Isaiah also cries out concerning Israel: “Though the number of the children of Israel be as the sand of the sea, the remnant will be saved. For He will finish the work and cut it short in righteousness, because the LORD will make a short work upon the earth.”
And as Isaiah said before: “Unless the LORD of Sabaoth had left us a seed, we would have become like Sodom, and we would have been made like Gomorrah.” (Romans 9:22-29)
After reminding his readers of God’s sovereignty, Paul emphasizes that all people - Jews included - need the mercy of God.
God’s Longsuffering and God’s Mercy.
Even though “all Israel” wasn’t really Israel (Romans 9:6), God endured with the physical nation of Israel. Why? Why didn’t He pour out His wrath and power on them the way He had down with other nations and destroy them?
So that “He might make known the riches of His glory on the vessels of mercy.”
It is the word “mercy” which is so offensive to the Jew. That the Gentiles needed mercy everyone knew; but the Jews had the law. The Gentiles were not God’s people; but the Jews were God’s elite (and not only the elect). - McGuiggan, Romans, 290
God “suffered long” with the unfaithful Jews, the same as the unfaithful Gentile, so that He could show “the riches of His glory on the vessels of mercy.”

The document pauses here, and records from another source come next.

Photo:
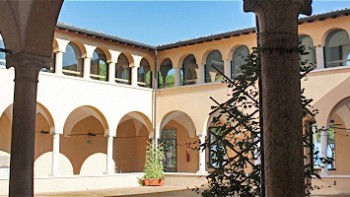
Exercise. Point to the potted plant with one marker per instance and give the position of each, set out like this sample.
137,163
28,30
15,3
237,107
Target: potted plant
154,169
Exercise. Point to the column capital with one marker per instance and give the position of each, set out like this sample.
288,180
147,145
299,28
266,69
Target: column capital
301,6
32,60
277,9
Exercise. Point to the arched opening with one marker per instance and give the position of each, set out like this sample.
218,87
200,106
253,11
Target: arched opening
84,131
337,48
214,58
178,135
99,67
166,74
43,140
122,71
238,59
2,53
130,144
189,70
72,61
338,140
144,77
309,58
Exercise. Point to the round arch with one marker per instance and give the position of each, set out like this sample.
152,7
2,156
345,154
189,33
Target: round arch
139,119
181,118
133,132
176,131
81,113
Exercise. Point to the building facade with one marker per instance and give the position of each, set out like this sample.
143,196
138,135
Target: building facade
104,97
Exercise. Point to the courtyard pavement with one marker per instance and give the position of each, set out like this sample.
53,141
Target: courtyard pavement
140,191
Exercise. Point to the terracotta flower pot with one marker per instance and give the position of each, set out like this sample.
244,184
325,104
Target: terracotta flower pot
153,182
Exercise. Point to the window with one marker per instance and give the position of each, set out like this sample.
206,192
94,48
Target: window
189,70
168,139
72,61
217,150
214,58
238,59
123,70
330,148
144,77
337,49
2,54
166,74
309,58
99,67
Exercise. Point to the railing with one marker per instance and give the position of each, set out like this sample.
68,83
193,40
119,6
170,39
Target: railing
122,81
337,55
71,72
98,77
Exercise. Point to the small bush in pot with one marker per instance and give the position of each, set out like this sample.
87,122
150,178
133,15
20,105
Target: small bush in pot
154,168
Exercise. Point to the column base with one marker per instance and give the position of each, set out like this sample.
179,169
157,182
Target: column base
202,172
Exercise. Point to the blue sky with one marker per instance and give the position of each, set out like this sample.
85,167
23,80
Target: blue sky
162,22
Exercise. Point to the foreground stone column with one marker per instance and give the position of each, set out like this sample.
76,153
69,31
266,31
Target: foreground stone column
320,57
282,109
200,74
58,62
177,76
87,68
109,162
324,145
27,67
55,154
134,75
201,167
111,72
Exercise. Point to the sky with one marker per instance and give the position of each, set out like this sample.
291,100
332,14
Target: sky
163,22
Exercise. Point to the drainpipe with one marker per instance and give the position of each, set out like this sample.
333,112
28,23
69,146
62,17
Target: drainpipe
154,98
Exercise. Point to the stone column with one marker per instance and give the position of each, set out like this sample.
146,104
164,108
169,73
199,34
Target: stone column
202,165
281,94
200,74
320,57
110,163
324,145
58,62
87,68
134,74
27,67
227,68
55,154
177,76
111,72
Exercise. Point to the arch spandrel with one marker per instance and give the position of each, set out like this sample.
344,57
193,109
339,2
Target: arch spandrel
82,112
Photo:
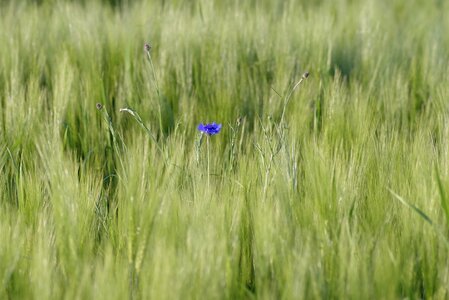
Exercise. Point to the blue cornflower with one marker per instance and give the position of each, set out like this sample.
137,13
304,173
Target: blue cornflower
210,129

God called all of the Jews and desired that every person in the nations would be saved, but not all Jews or Gentiles responded. Those who did became children of God and part of spiritual Israel. The calling or election of God is never one-sided, with human response eliminated. - Pollard, Truth for Today Commentary, 340
The Scriptures Support This View.
Paul refers to Hosea 2:23 and 1:10, as well as Isaiah 10:22-23 and 1:9, to provide support for his point that not all physical Israel would be saved - only a “remnant” would be saved.

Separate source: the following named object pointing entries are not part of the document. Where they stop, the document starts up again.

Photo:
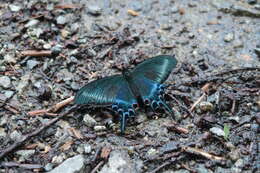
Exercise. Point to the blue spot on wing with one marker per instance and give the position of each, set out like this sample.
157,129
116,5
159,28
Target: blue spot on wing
105,91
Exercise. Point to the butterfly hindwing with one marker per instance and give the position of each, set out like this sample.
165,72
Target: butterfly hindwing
149,76
105,92
111,91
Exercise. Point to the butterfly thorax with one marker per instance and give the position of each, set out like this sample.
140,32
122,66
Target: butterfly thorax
132,85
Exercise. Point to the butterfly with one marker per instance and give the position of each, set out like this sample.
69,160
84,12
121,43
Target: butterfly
124,93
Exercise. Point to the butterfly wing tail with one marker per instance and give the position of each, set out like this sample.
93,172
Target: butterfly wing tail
122,123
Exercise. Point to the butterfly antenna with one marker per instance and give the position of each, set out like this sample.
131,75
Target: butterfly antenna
122,123
168,109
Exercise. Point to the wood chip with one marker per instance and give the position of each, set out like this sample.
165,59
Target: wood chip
203,153
105,152
67,145
132,13
76,133
36,53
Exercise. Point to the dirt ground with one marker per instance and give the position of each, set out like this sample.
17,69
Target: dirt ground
49,49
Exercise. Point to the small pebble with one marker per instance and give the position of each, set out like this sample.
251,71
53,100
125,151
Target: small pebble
94,10
2,132
14,8
89,121
217,131
5,82
31,23
31,64
10,59
61,20
99,128
87,148
48,167
229,37
206,106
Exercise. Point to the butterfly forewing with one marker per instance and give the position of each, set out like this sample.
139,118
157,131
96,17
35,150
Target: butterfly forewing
105,91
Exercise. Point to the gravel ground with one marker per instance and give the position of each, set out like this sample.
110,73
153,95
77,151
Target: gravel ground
50,48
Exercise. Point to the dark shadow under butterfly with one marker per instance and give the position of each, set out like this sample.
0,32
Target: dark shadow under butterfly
139,87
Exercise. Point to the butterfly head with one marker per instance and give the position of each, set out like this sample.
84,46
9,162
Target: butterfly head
126,72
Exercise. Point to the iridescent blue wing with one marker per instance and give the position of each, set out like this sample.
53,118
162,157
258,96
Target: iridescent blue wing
149,76
109,91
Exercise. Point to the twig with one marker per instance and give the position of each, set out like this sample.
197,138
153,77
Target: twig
98,166
35,133
36,53
160,167
61,104
25,166
54,108
197,102
217,77
202,153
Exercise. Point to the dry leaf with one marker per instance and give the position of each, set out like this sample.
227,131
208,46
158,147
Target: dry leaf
67,145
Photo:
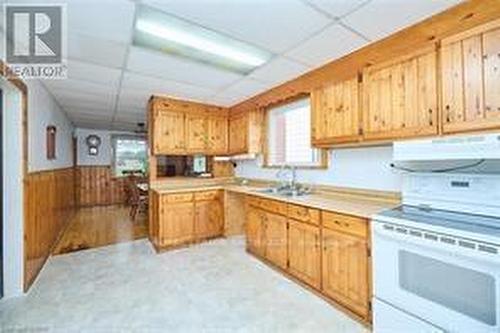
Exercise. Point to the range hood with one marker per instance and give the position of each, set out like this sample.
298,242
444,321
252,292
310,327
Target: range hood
463,147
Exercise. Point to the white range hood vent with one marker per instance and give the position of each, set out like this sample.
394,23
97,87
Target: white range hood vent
466,147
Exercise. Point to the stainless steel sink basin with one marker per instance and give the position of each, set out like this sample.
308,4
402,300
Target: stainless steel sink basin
284,192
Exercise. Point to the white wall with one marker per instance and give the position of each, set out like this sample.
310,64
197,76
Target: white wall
13,186
105,155
365,168
42,112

The passages in Hosea emphasize that those who were once not God’s people would be called God’s people. This could refer to the Gentiles or to unfaithful Jews who repented and turned back to God.

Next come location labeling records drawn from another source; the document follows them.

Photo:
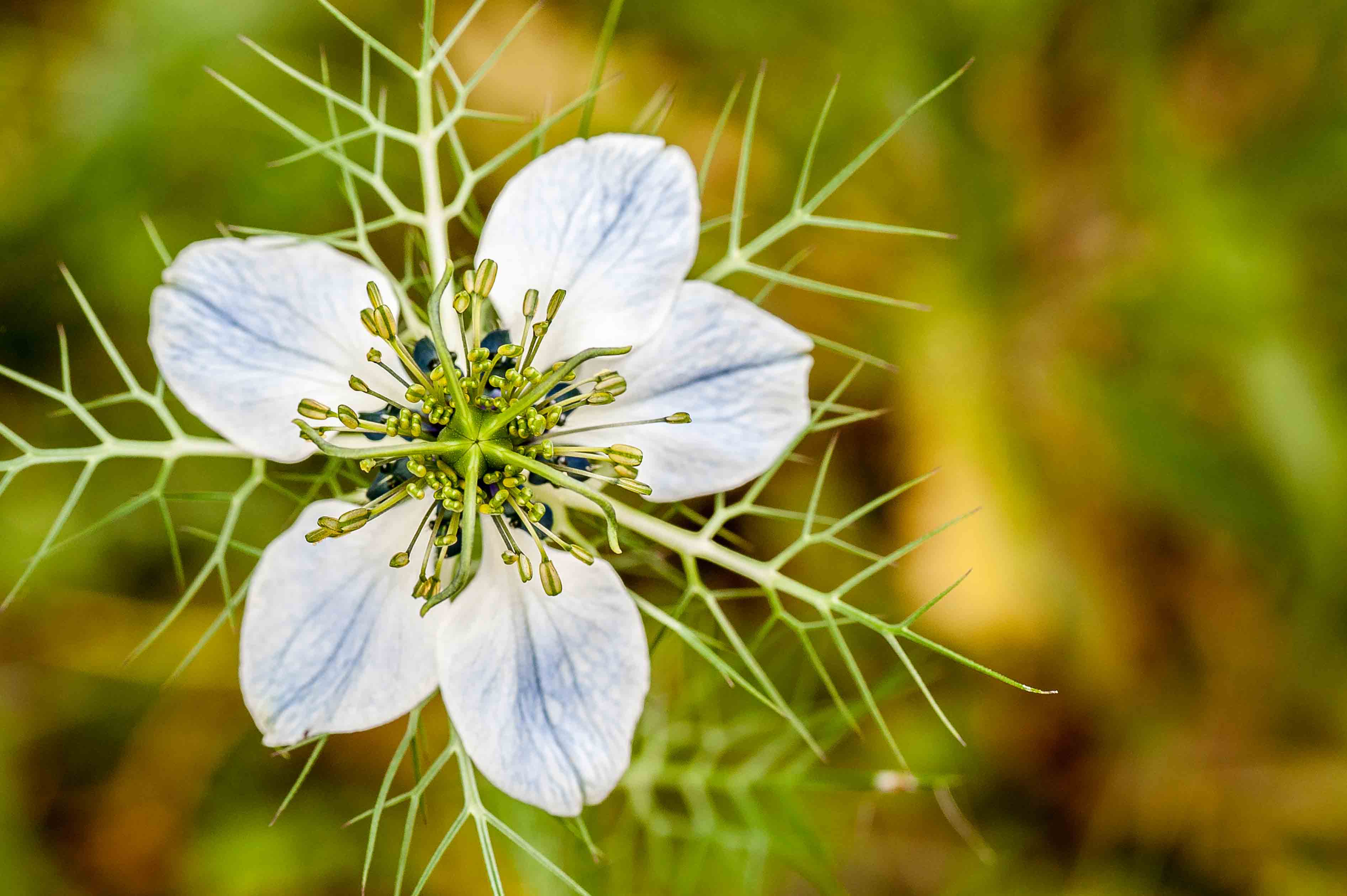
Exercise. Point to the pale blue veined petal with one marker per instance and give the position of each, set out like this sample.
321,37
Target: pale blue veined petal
244,329
332,638
613,220
545,690
739,371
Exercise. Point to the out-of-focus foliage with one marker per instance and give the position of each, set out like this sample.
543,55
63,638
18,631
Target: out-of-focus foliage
1133,364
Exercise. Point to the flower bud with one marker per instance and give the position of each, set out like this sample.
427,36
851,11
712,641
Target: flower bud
551,581
555,304
315,410
485,278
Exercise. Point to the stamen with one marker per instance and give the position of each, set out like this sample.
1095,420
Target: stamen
479,437
673,418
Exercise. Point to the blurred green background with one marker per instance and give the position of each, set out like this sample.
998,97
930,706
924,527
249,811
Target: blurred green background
1135,367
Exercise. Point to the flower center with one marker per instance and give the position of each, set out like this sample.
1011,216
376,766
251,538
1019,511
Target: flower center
477,438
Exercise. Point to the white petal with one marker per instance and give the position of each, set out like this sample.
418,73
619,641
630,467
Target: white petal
244,329
613,220
741,372
332,638
546,690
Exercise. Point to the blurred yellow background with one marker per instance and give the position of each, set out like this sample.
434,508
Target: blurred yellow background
1135,366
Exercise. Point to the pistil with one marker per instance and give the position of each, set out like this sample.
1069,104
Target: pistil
472,440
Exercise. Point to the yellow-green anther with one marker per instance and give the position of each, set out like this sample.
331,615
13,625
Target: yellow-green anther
367,317
485,278
551,581
315,410
632,486
384,323
555,304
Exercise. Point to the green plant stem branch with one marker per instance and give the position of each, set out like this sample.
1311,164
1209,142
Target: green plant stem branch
702,546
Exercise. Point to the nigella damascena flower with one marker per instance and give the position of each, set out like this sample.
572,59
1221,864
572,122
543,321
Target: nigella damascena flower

Isaiah 10:22-23 points out that even with an “uncountable” number of Israelites, only a remnant would be saved.
The position that all of Israel would be saved just because they belonged to Israel was now proven to be false. Isaiah also helped to explain why the majority of Jews had not responded to the gospel. Remnant theology undergirds Paul’s entire argument. - Pollard, Truth for Today Commentary, 341
Isaiah 1:9 shows that God preserved the physical nation of Israel for the “seed” or “descendant’s” sake.
Up to this point in his argument, Paul had told the story of Israel, stretching from Abraham to the promise of return from exile. At every turn, the story taught what God wanted to teach - that not all the children of Abraham were truly His covenant people. Only those whom He selected as the recipients of His mercy and who lived faithful to His promise would be His new Israel. - Pollard, Truth for Today Commentary, 342
What is Paul emphasizing to his Jewish readers - and even to us today?
We all need God’s mercy.
Even the continued existence of the physical nation of Israel was not proof of God’s approval - “for they are not all Israel who are of Israel” - but it was evidence of His mercy. Many of the Jewish people were blind to that fact - and this was precisely what Paul was trying to get them to see.
If we never see our desperate need for God’s mercy, we will never grasp our need for the gospel and the significance of what God has done for us through His Son, Jesus Christ.
God's mercy can be seen from Genesis to Revelation. Abraham's natural seeds are all over the earth, therefore God shows His mercy to all people whose hearts are in position to receive his mercy even when their actions are crazy. He made promises to Abraham that are still being fulfilled in the natural and spiritually. I am a promise fulfilled spiritually and I am receiving the promise naturally.
Thank the good Lord for his mercy, patience and steadfast love. He does not want any of us to be lost.